The Relationship of Faulting to Hydrocarbon Accumulations in the Barrow and Exmouth Sub-Basins.
Honours Degree, 1996
University of Adelaide
This study seeks to quantify the factors that control a number of the hydrocarbon accumulations that occur on the eastern edge of the Barrow and Exmouth Sub-basins of the Carnarvon Basin in terms of their present and past hydrocarbon columns and their fault-dependency. Structurally-dependent hydrocarbon accumulations in these sub-basins occur in reservoirs which range from the Middle to Late Triassic Mungaroo Formation to the Late Jurassic Dupuy Formation and the Early Cretaeeous Barrow Group, Flag Sandstone and Birdrong Sandstone.
There is good circumstantial evidence that hydrocarbon accumulations in the Barrow and Exmouth Sub-basins which are directly fault-dependent are predominantly oil.

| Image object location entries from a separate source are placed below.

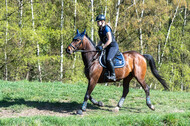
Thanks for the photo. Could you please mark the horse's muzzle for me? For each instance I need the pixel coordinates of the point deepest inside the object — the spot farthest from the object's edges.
(69, 51)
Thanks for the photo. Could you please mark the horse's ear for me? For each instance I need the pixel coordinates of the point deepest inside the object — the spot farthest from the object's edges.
(83, 33)
(77, 31)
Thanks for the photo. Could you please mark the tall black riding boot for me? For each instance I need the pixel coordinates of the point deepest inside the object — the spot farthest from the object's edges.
(111, 68)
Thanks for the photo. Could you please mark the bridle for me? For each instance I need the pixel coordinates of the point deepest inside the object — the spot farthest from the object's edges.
(78, 45)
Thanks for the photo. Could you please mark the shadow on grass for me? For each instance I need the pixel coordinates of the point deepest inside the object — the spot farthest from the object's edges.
(61, 107)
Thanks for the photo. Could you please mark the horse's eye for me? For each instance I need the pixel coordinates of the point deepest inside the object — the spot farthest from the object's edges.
(75, 40)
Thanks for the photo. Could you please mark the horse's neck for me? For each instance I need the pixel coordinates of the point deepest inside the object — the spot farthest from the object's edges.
(88, 56)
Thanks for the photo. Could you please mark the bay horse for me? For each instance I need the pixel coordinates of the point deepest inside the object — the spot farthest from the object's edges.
(135, 67)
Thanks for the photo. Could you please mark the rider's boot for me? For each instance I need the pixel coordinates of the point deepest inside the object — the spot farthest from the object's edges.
(111, 68)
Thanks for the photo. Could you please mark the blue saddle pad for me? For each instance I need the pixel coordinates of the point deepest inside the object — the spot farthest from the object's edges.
(118, 61)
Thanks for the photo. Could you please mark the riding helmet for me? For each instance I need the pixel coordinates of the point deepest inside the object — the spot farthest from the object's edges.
(100, 17)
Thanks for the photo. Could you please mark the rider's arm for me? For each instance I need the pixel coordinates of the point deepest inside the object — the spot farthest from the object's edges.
(108, 34)
(100, 43)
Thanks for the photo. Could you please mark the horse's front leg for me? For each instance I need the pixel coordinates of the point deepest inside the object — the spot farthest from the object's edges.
(90, 88)
(98, 103)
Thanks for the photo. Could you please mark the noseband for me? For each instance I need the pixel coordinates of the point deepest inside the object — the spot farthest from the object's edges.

Accumulations which are trapped by four-way-dip closures contain predominantly gas.
Leakage of hydrocarbons and the formation of residual hydrocarbon columns in fault-dependent structural traps have been attributed to fault movement. This study seeks to find a relationship between the occurrence of residual hydrocarbon columns in the Barrow and Exmouth Sub-basins and the orientation of the present stress field in the Carnarvon Basin which is thought to have been active since the Middle Miocene, and to have caused fault reactivation and the leakage of hydrocarbons from some fault-dependent structural traps. This could not be statistically proven. It appears that there are factors other than orientation, specific to each structural trap, which influence hydrocarbon leakage and the formation of residual oil columns. Such factors might include the reliability of the top seal, rugosity and character of the fault surface, variation in displacement along the fault surface, pressure within the reservoir and also tilting of the reservoir to give an apparent residual hydrocarbon column.